This week Dakota Johnson dropped jaws at the red carpet premiere of Madame Web with a nearly naked look. The star showed off her incredibly fit physique in a crystal-encrusted, sheer spider web-inspired custom Gucci gown featuring a plunging neckline and low back. In case you are curious how she got into such amazing shape for the role, her trainer recently spilled the details on her workout routine. 

Dakota enlisted the help of Sculpt Society founder Megan Roup. According to Roup, Johnson's people reached out to her, as she was a longtime fan and member of her online dance-cardio and low-impact workout. "She's already so active, so she was in great shape [when we started]," explains Roup told The Zoe Report. "I would say her concentration was to build stamina and to build even more strength for the role, because her days on set are really long."

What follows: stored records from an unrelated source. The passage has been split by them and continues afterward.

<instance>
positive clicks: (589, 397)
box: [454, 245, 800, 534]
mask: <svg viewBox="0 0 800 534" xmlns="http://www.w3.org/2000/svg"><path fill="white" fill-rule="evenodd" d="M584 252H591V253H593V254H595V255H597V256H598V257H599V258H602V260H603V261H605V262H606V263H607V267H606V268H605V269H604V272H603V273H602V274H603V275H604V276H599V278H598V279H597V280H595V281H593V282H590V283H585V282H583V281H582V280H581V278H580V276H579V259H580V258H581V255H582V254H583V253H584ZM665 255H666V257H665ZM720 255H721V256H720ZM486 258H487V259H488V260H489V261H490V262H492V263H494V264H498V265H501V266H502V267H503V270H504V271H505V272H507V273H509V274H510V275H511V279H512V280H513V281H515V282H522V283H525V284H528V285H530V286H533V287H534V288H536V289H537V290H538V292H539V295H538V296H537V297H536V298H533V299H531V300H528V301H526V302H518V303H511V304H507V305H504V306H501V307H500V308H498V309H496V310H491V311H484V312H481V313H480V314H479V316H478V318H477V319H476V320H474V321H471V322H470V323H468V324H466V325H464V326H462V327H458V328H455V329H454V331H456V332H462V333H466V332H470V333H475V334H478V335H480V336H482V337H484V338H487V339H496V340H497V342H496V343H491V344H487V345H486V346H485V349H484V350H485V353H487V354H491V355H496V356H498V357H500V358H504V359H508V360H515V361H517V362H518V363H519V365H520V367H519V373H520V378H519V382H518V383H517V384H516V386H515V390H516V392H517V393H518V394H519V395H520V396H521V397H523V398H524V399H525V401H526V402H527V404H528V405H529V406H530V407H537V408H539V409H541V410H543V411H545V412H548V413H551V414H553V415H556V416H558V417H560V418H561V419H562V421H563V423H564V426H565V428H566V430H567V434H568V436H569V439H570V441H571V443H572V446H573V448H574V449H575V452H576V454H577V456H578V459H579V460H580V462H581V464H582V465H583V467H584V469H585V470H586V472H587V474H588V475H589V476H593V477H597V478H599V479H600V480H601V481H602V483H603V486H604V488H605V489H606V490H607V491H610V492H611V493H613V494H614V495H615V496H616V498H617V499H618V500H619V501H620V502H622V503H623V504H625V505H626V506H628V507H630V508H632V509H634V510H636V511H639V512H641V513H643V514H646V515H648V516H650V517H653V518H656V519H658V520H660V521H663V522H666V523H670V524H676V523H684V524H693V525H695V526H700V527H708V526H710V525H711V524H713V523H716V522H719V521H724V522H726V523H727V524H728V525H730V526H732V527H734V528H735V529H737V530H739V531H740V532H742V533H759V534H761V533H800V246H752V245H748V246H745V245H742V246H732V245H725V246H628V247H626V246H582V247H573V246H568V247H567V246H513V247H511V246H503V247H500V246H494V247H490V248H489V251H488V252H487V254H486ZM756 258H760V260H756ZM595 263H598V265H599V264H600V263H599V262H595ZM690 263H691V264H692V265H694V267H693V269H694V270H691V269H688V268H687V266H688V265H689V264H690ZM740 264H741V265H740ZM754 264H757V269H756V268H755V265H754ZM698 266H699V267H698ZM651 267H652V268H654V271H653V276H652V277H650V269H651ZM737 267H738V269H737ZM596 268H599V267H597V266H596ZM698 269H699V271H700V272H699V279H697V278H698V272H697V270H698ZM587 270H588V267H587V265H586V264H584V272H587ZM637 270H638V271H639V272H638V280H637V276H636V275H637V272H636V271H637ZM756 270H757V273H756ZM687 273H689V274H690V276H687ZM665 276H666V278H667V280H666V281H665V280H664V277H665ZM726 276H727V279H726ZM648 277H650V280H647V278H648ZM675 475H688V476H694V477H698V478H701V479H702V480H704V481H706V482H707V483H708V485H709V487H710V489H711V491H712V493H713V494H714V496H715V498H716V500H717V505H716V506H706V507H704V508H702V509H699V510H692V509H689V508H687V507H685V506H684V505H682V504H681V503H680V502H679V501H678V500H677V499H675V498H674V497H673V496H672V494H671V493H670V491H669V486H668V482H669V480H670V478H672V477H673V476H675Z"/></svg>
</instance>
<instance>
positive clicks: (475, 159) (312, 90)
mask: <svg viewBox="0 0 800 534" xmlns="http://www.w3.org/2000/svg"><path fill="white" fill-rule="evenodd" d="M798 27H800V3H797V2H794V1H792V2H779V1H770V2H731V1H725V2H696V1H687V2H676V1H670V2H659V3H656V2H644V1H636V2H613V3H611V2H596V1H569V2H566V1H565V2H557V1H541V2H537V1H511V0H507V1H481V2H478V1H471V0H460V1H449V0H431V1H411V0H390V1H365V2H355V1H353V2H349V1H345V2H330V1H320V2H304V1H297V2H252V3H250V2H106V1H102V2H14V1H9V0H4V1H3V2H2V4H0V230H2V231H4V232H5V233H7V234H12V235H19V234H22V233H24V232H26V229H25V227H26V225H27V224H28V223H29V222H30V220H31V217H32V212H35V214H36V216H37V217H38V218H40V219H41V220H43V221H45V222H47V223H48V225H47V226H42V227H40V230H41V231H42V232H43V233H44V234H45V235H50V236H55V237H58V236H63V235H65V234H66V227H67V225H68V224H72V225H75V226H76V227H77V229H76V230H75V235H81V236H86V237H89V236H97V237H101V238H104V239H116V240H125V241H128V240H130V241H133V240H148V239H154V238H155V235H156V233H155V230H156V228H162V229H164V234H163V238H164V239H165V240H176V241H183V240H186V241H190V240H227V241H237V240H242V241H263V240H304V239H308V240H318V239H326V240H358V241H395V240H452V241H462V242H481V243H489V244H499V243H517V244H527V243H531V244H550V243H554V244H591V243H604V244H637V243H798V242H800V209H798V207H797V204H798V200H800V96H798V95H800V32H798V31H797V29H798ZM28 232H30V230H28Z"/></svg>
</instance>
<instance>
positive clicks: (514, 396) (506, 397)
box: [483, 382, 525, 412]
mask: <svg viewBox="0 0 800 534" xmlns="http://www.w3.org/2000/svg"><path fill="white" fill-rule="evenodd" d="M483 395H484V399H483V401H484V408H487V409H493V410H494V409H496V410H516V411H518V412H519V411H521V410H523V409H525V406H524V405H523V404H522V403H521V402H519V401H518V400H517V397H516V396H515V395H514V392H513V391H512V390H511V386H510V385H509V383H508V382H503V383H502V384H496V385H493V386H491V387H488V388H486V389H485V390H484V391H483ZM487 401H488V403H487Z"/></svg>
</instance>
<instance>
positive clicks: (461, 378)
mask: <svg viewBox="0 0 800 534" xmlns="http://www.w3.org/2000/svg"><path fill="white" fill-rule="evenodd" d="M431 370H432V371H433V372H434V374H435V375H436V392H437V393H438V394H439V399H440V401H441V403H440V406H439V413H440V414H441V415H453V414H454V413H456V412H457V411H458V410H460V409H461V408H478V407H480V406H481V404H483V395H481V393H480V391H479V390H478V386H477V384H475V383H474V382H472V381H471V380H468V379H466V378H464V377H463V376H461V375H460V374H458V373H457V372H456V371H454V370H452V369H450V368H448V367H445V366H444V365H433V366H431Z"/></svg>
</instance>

Prior to shooting the movie, Johnson attended Roup's 45-minute class in person, which consists of a dance cardio warmup, followed by full-body sculpting. "So that flow of the class is arms with three-pound hand weights," she said. "We go back into dance cardio [still] with three-pound hand weights. We do standing legs. Sometimes I'll use sliders — I really love a slider in a sitting leg section. It really causes a little instability in a very functional exercise and it's just a little more challenging. And then we will go into plank abs, again, sometimes using a slider, sometimes using a band or a ball there. Then we would go into two glute-focused combinations wearing an ankle weight. […] And then we end with dance cardio." 

When they couldn't meet, Johnson would do video workouts on the Sculpt Society app. 

"I really love the 45-minute full body style, because it really sprinkles in that dance cardio," she says. "It's just a nice way to warm things up, but your heart rate is up and then you're going into low-impact and functional exercises. Your heart rate continues to stay up. So it's a very efficient 45 minutes that really builds strength, it builds endurance, and those are all things that [Johnson] was really looking to achieve."

Some days she would have a 17-hour day, so each day I would give her an option of a 45-minute video to do on the Sculpt Society app, a 30-minute video, and then a 20-minute video," says Roup. "So she could kind of pick and choose depending on her energy level, the time she could carve out, and how she was feeling."

"I don't have a regular [wake-up] time," Dakota told the Wall Street Journal. "It depends on what's happening in my life. If I'm not working, if I have a day off on a Monday, then I will sleep as long as I can," she continued. "Sleep is my number one priority in life." She says she's "not functional" unless she gets at least 10 hours. "I can easily go 14 hours."

Twice a day meditation sessions help Dakota with her anxiety. "I do transcendental meditation," she told WSJ. "I've been really into breathwork recently and that's been helping me a lot with anxiety."